En la serie Downton Abbey se advierte una situación muy curiosa: los reyes visitarán el castillo de unos aristócratas y llevan consigo no sólo a sus propios cocineros, probadores de comida y modista sino también a todos los mozos que servirán la comida, para reemplazar a los del castillo. El personal de servicio de los aristócratas se enfurece y organiza una suerte de boicot. Aceptaban trabajar todo el tiempo que fuera necesario, aceptaban ganar poco, lo que no aceptaban era que los ningunearan y que los reemplazaran en su cara como si fueran unos inútiles.
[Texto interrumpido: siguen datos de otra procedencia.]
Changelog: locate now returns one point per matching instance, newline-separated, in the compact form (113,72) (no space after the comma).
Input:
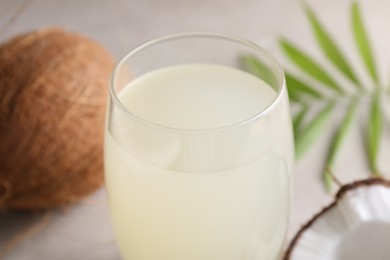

En 1992 y siguiendo la dialéctica hegeliana, Francis Fukuyama desató la polémica con su tesis sobre el fin de la historia, según la cual después de la caída del muro de Berlín el capitalismo había ganado en toda la línea. Los grandes gobiernos de Reagan y Thatcher parecían darle la razón. Sin embargo, en su último libro, Identity, formula una dura autocrítica y se pregunta qué ocurrió para que, después del falso fin de la historia, los populismos de todo pelaje invadieran el planeta. Y su respuesta es simple: en aquel momento no había advertido que los ciudadanos pueden soportar todo menos no ser respetados, el pisoteo de su identidad los lleva inevitablemente al resentimiento y el resentimiento es el mejor fermento para los populismos, ya sea los xenófobos de derecha o los falsamente progresistas de izquierda. Por eso recomienda políticas inclusivas, integradoras, ampliar los derechos a los inmigrantes y a los marginados para que la identidad de una nación sea con ellos adentro y no contra ellos.

En este contexto, resulta muy interesante el experimento que se abre en la Argentina. La nueva coalición, quiérase o no, cuenta con un liderazgo claro: el de Cristina Fernández. Y ella a su vez tiene una ansiosa obsesión: que rápidamente caigan todas las causas judiciales en su contra, haya o no pruebas, como quedó claro en su declaración ante el Tribunal Oral que juzga la causa de Vialidad. La economía podrá andar mal y los argentinos probablemente lo toleren una vez más, pero ¿qué ocurriría si hubiera una amnistía generalizada, o bien si de pronto un plantel de jueces parciales borrara una a una todas las causas que pesan sobre la vicepresidenta, su familia y sus allegados? ¿Toleraría la gente semejante escándalo o lo tomaría como una burla? En todo el mundo los detonantes son hechos aparentemente irrelevantes, sucesos inefables que de un día para otro encienden un dispositivo que estaba adormecido y cambian la historia. Ya hay filósofos que hablan de un nuevo mayo del 68. Una brisa liberal que exige respeto a los derechos individuales recorre el mundo: quien no tome nota puede ser barrido por estos tiempos de furia.